In Focus: The Hidden Driver of Excellence, celebrated psychologist and journalist Daniel Goleman, best-known for his influential book Emotional Intelligence, explains what it takes to achieve long-term success and genius level excellence.

The secret to continued improvement and peak performance isn’t the amount of time invest in your craft but the quality of that time.

Think beyond autopilot habits

If you’re going for genius level improvement, you need to continually shift away from autopilot and pursue active, corrective attention to the one thing you want to master.

Autopilot performers get stuck at good and keep repeating the same processes instead of improvement on their routines, shifting gears, and challenging their comfort zones.

“Any sequence of mental action which has been frequently repeated tends to perpetuate itself,” William James wrote in his influential meditation on habit, ”so that we find ourselves automatically prompted to think, feel, or do what we have been before accustomed to think, feel, or do, under like circumstances.”

Autopilot habits stand in the way of genius level performance.

It’s an endless loop.

In Maximize Your Potential: Grow Your Expertise, Take Bold Risks & Build an Incredible Career, science writer Joshua Foer explores the mechanisms that keep us from improving and the strategies we can use to disarm them. He writes:

In the 1960s, psychologists identified three stages that we pass through in the acquisition of new skills. We start in the “cognitive phase,” during which we’re intellectualizing the task, discovering new strategies to perform better, and making lots of mistakes. We’re consciously focusing on what we’re doing. Then we enter the “associative stage,” when we’re making fewer errors, and gradually getting better. Finally, we arrive at the “autonomous stage,” when we turn on autopilot and move the skill to the back of our proverbial mental filing cabinet and stop paying it conscious attention.

The challenge, of course, is that we can’t get better on autopilot. The way to get better at a skill is to force yourself to practice just beyond your limits.

You have to tweak your your habits by pushing, allowing for more errors as you increase your limits. Daniel Goleman explains:

Amateurs are content at some point to let their efforts become bottom-up operations. After about fifty hours of training — whether in skiing or driving — people get to that “good-enough” performance level, where they can go through the motions more or less effortlessly. They no longer feel the need for concentrated practice, but are content to coast on what they’ve learned. No matter how much more they practice in this bottom-up mode, their improvement will be negligible.

The experts, in contrast, keep paying attention top-down, intentionally counteracting the brain’s urge to automatize routines. They concentrate actively on those moves they have yet to perfect, on correcting what’s not working in their game, and on refining their mental models of how to play the game, or focusing on the particulars of feedback from a seasoned coach. Those at the top never stop learning: if at any point they start coasting and stop such smart practice, too much of their game becomes bottom-up and their skills plateau.

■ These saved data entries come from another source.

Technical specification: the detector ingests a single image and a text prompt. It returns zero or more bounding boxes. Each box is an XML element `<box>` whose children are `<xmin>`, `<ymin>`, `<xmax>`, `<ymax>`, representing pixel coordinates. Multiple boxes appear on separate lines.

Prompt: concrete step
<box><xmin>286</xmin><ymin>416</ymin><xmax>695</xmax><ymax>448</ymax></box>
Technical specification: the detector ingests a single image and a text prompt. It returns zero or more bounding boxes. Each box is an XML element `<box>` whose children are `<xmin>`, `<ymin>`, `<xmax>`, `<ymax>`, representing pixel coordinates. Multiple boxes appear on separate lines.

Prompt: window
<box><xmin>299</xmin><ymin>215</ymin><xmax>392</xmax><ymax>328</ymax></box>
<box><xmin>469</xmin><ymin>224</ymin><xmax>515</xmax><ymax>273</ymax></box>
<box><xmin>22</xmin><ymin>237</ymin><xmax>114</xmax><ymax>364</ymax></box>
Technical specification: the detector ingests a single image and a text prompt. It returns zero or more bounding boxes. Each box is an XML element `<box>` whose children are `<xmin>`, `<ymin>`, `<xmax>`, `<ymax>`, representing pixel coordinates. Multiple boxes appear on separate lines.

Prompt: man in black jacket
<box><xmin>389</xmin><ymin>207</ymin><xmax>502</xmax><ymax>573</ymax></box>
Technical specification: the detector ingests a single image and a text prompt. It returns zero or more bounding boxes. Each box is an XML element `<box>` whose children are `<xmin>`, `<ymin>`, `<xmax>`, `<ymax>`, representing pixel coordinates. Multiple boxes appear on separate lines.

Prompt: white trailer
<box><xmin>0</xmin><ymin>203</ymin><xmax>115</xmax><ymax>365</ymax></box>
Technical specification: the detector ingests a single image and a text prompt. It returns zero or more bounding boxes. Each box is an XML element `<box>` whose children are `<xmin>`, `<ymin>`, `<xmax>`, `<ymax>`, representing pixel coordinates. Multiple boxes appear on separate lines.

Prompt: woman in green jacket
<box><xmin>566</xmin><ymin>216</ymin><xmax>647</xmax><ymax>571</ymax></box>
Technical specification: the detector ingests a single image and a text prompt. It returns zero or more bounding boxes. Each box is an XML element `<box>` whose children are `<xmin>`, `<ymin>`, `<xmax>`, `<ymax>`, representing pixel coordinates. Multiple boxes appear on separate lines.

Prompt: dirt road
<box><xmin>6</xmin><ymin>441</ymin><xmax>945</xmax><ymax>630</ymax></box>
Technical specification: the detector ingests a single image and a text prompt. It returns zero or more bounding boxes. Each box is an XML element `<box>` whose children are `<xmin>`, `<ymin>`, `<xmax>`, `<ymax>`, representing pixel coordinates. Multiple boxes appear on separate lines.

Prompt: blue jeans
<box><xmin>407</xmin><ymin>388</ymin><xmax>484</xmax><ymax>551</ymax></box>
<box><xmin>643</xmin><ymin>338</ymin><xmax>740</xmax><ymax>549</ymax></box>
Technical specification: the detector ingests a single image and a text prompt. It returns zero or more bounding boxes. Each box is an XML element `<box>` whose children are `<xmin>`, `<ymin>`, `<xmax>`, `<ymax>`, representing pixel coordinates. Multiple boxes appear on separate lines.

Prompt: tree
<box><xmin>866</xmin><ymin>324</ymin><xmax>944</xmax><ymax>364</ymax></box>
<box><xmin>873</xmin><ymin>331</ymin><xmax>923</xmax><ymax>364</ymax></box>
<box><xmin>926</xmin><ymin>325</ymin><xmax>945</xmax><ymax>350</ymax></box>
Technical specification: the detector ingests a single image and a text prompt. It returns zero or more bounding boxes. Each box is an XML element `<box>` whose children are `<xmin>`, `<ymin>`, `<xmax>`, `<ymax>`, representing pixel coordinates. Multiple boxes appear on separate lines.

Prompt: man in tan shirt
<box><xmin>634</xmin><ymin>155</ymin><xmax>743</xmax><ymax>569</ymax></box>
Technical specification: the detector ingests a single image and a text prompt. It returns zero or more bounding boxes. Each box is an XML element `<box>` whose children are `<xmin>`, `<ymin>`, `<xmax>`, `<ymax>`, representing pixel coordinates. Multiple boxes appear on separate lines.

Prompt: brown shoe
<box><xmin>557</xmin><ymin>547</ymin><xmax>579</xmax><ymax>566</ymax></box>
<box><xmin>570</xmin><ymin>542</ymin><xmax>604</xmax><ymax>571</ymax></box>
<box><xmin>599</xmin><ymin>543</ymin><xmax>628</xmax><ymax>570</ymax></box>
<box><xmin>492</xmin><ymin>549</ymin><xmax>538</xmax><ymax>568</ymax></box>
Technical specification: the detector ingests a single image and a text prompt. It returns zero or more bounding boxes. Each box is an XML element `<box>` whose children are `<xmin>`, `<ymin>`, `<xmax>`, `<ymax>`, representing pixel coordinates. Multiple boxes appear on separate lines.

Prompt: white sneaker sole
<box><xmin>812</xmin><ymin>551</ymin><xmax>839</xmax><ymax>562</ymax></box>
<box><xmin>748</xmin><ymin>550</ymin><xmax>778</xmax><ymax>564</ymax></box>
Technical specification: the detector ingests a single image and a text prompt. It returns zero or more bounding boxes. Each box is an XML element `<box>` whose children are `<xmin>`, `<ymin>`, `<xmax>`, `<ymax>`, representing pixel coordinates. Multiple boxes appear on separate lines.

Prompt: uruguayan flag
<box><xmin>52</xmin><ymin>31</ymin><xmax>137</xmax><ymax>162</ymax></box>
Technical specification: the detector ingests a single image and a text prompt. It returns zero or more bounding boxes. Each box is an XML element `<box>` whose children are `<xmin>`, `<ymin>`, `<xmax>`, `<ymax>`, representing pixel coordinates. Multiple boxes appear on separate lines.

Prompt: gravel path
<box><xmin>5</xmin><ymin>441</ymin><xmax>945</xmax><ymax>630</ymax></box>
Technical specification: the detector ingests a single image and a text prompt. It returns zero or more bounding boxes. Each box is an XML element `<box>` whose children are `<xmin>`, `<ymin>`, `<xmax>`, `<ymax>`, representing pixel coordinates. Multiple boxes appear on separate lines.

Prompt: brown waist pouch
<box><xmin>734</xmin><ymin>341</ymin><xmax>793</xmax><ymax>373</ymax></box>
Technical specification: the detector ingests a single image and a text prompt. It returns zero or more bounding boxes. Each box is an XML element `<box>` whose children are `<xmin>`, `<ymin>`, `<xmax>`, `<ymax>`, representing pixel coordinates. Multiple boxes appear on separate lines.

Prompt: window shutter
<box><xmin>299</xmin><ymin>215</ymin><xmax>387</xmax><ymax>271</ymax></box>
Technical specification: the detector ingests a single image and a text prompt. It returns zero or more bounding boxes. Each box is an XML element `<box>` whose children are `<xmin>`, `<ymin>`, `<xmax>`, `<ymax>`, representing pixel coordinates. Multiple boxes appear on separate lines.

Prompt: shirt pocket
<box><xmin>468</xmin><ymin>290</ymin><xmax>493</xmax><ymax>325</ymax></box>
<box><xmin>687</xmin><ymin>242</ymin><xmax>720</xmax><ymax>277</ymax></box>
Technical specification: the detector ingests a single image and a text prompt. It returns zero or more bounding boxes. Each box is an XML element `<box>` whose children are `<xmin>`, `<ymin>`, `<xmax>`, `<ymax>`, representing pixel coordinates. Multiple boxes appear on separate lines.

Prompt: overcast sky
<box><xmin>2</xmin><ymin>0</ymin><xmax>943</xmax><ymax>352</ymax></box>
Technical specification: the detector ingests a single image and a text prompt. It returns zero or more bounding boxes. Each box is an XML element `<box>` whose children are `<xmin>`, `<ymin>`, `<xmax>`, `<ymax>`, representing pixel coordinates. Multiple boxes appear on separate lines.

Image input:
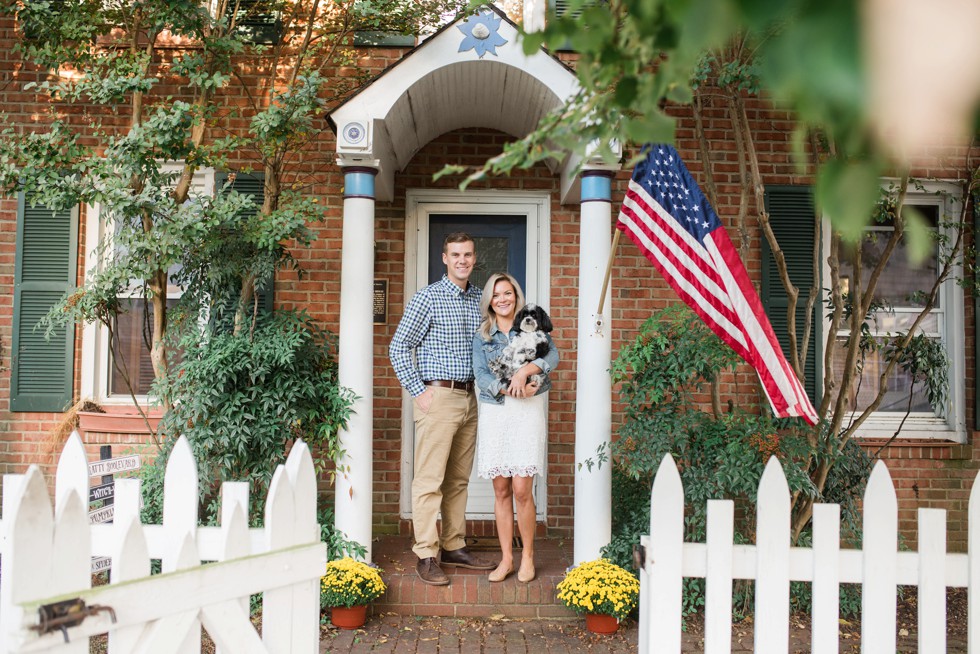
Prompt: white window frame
<box><xmin>80</xmin><ymin>165</ymin><xmax>215</xmax><ymax>404</ymax></box>
<box><xmin>823</xmin><ymin>179</ymin><xmax>966</xmax><ymax>441</ymax></box>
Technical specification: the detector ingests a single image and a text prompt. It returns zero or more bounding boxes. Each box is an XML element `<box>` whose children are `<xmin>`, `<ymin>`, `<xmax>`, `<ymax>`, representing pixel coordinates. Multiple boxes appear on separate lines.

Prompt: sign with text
<box><xmin>89</xmin><ymin>482</ymin><xmax>115</xmax><ymax>503</ymax></box>
<box><xmin>91</xmin><ymin>557</ymin><xmax>111</xmax><ymax>574</ymax></box>
<box><xmin>88</xmin><ymin>454</ymin><xmax>140</xmax><ymax>477</ymax></box>
<box><xmin>89</xmin><ymin>504</ymin><xmax>114</xmax><ymax>524</ymax></box>
<box><xmin>374</xmin><ymin>279</ymin><xmax>387</xmax><ymax>324</ymax></box>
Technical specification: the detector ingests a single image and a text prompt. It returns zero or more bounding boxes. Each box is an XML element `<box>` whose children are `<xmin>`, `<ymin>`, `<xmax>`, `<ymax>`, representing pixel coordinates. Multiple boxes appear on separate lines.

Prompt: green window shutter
<box><xmin>352</xmin><ymin>31</ymin><xmax>415</xmax><ymax>47</ymax></box>
<box><xmin>762</xmin><ymin>186</ymin><xmax>821</xmax><ymax>405</ymax></box>
<box><xmin>548</xmin><ymin>0</ymin><xmax>608</xmax><ymax>51</ymax></box>
<box><xmin>215</xmin><ymin>172</ymin><xmax>274</xmax><ymax>315</ymax></box>
<box><xmin>10</xmin><ymin>195</ymin><xmax>77</xmax><ymax>412</ymax></box>
<box><xmin>228</xmin><ymin>0</ymin><xmax>282</xmax><ymax>45</ymax></box>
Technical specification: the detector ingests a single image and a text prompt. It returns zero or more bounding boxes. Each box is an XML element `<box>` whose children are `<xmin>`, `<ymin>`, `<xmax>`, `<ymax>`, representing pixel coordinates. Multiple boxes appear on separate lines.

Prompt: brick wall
<box><xmin>1</xmin><ymin>13</ymin><xmax>979</xmax><ymax>550</ymax></box>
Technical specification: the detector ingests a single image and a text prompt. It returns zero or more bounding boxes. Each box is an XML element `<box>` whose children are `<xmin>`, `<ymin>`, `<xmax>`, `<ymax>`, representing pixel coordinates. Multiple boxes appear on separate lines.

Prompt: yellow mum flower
<box><xmin>320</xmin><ymin>557</ymin><xmax>387</xmax><ymax>609</ymax></box>
<box><xmin>555</xmin><ymin>558</ymin><xmax>639</xmax><ymax>621</ymax></box>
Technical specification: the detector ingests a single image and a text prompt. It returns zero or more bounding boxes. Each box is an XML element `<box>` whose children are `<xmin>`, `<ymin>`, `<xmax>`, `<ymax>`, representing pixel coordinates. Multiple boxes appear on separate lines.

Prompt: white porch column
<box><xmin>335</xmin><ymin>166</ymin><xmax>378</xmax><ymax>561</ymax></box>
<box><xmin>573</xmin><ymin>170</ymin><xmax>614</xmax><ymax>564</ymax></box>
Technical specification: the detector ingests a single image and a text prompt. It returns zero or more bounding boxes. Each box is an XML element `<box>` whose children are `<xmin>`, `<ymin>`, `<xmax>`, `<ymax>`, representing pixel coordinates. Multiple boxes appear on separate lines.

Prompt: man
<box><xmin>389</xmin><ymin>232</ymin><xmax>496</xmax><ymax>585</ymax></box>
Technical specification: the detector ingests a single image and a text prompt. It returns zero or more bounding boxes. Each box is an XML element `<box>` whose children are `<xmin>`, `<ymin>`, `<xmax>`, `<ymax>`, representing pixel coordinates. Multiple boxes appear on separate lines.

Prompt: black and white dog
<box><xmin>488</xmin><ymin>303</ymin><xmax>553</xmax><ymax>386</ymax></box>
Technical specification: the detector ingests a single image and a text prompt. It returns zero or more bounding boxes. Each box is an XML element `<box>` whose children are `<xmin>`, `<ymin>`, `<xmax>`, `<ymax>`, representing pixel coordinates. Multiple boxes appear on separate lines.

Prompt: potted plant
<box><xmin>556</xmin><ymin>558</ymin><xmax>640</xmax><ymax>634</ymax></box>
<box><xmin>320</xmin><ymin>557</ymin><xmax>387</xmax><ymax>629</ymax></box>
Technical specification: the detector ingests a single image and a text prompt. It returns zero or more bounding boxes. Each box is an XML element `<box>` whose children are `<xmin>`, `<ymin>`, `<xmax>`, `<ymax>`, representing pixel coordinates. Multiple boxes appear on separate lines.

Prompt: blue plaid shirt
<box><xmin>389</xmin><ymin>275</ymin><xmax>483</xmax><ymax>397</ymax></box>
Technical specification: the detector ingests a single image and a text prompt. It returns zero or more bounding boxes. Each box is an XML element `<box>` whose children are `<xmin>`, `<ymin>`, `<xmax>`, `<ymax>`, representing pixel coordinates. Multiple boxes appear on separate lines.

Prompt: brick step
<box><xmin>370</xmin><ymin>535</ymin><xmax>578</xmax><ymax>619</ymax></box>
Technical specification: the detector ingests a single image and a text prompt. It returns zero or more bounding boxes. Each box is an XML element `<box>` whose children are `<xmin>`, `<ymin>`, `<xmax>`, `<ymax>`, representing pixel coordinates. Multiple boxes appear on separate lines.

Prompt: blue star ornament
<box><xmin>458</xmin><ymin>10</ymin><xmax>507</xmax><ymax>58</ymax></box>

Direct attention and energy to where it needs to be

Additionally, the optimal kind of attention requires top-down focus. Focus doesn’t get the respect it deserves.

Focus involves the ability to pay attention to things that will help and avoid distractions that will hurt your work efforts.

If you can take control of your ability to focus and block out distractions, you will give yourself a powerful tool that will enable you to perform at consistently high level. Goleman argues in Focus: The Hidden Driver of Excellence:

Paying full attention seems to boost the mind’s processing speed, strengthen synaptic connections, and expand or create neural networks for what we are practicing. At least at first. But as you master how to execute the new routine, repeated practice transfers control of that skill from the top-down system for intentional focus to bottom-up circuits that eventually make its execution effortless.

Most athletes have discovered from experience that concentration or the ability to focus effectively on the task at hand while ignoring distractions is one of the keys to effective performance.

In the rest of Focus, Goleman explores and explains how concepts like attention-chunking, emotional empathy, and system blindness influence the pursuit of excellence.